Карамон некоторое время разыскивал в углу походные сапоги.
– Я знаю, что чувствует Джемел, говоря об отрубленной руке. Я подобное испытал, когда Рейст уехал принять черные одежды. Часть меня оказалась отрезанной, но все еще болела. Ты дала мне время найти себя, думаю, Джемелу необходимо то же самое. А ты пока отнеси это плотнику Джону. - Силач медленно развернул бумагу, которую вынул из кармана. - Пусть сделает мне коробку по этим размерам: три фута в длину, два фута в ширину и фут высотой. Здесь надо просверлить три отверстия шесть на два дюйма. Крышка не нужна - верх будет открытым, а в середине нужна перегородка. Скажешь ему, пусть берет старую древесину из обветшалых лачуг, чтобы она выглядела действительно старой. Да, и пусть вырежет Символ Глаза, ну помнишь, какой обычно используют маги.
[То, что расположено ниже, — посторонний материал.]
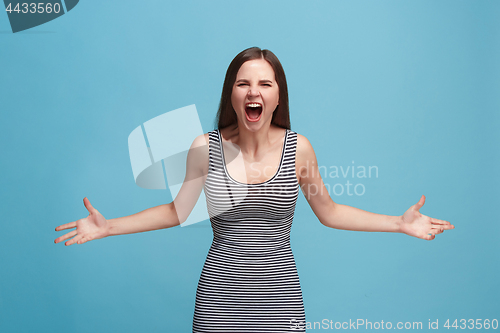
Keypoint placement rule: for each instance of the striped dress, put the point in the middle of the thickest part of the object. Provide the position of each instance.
(249, 282)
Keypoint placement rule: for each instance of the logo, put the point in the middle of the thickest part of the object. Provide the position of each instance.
(26, 15)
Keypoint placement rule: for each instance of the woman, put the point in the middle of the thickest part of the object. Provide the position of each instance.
(251, 169)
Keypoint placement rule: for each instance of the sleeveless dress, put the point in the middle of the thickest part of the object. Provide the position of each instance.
(249, 282)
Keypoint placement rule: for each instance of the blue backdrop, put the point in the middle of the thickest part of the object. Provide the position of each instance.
(409, 87)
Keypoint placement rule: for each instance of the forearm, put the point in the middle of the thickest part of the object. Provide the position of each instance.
(159, 217)
(351, 218)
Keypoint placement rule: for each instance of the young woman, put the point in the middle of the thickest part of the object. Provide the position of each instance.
(251, 168)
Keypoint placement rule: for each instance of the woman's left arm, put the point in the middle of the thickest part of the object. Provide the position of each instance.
(338, 216)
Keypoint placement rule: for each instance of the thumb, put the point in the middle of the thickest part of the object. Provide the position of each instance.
(87, 204)
(420, 203)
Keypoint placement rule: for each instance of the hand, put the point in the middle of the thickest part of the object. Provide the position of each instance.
(94, 226)
(415, 224)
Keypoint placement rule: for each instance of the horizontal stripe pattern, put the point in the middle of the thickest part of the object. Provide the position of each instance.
(249, 282)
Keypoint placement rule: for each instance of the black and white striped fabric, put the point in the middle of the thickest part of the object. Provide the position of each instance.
(249, 282)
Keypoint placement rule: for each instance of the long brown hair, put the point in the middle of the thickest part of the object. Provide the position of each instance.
(226, 115)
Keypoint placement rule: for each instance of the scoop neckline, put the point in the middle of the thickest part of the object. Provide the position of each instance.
(267, 181)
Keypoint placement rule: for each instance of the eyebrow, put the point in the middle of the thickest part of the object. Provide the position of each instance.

Все должно быть готово через три недели, к нашему возвращению.
Тика подошла и положила ладонь ему на лоб.
– Лихорадки вроде нет, - подозрительно сощурилась она. - А ты в «Корыто» не заглядывал?
– Да трезвый я,- улыбнулся Карамон, наклоняясь и целуя жену. - Вернусь через три недели, присмотри за Джасар…
– Ты ничего не хочешь мне объяснить?
Карамон серьезно покачал головой:
– Ты моя жена, Тика, и я люблю тебя больше жизни… Но ты не сможешь сохранить тайну даже ради спасения собственной души.
Щеки Тики вспыхнули, но силач был настолько серьезен, что ее гнев сменился смехом. Неохотно, но она признала, что муж прав.
– Пусть Боги помогут тебе, Карамон, - нежно поцеловала его Тика.
– Богов уже нет, ты же помнишь.
– Кого ты слушаешь, Фисбена? Вот уж поверил старому глупцу, который и имя свое не всегда помнит! Отправляйся, Карамон Маджере, я не намерена весь день стоять здесь и слушать всякую чепуху.
Джемел сначала отказался ехать и был непреклонен. Карамон не спорил - просто уселся в доме, неподвижный, как пик Глаз Просителя, заявляя, что просидит, если надо, так целый месяц. Напрасно Джемел спорил и угрожал, проклиная Карамона.
Тот говорил только одно слово:
– Одевайся.
Джемел даже не знал, куда они направляются. Мужчины были в пути уже неделю, а он так ничего не выяснил, кроме того, что трясется по дороге вслед за огромным чурбаном, владельцем гостиницы, кажется, всю жизнь.
Да, вроде Маджере был Героем Копья - Джемел слышал истории бардов и песни менестрелей о том, как Карамон бился с драконами и даже с самой Темной Королевой, а его брат стал самым могущественным магом из когда-либо живших на Кринне.
Может, и так, а может, нет.
Менестрели и барды также любили петь о Войне Хаоса, о славе и чести. Они никогда не говорили о страхе и ужасе, что ломает солдата в считанные мгновения, не пели о крови, смерти и боли. Джемел ехал, мрачно сжав зубы, лишь иногда намекая Карамону о необходимости остановиться и промочить горло в ближайшей таверне.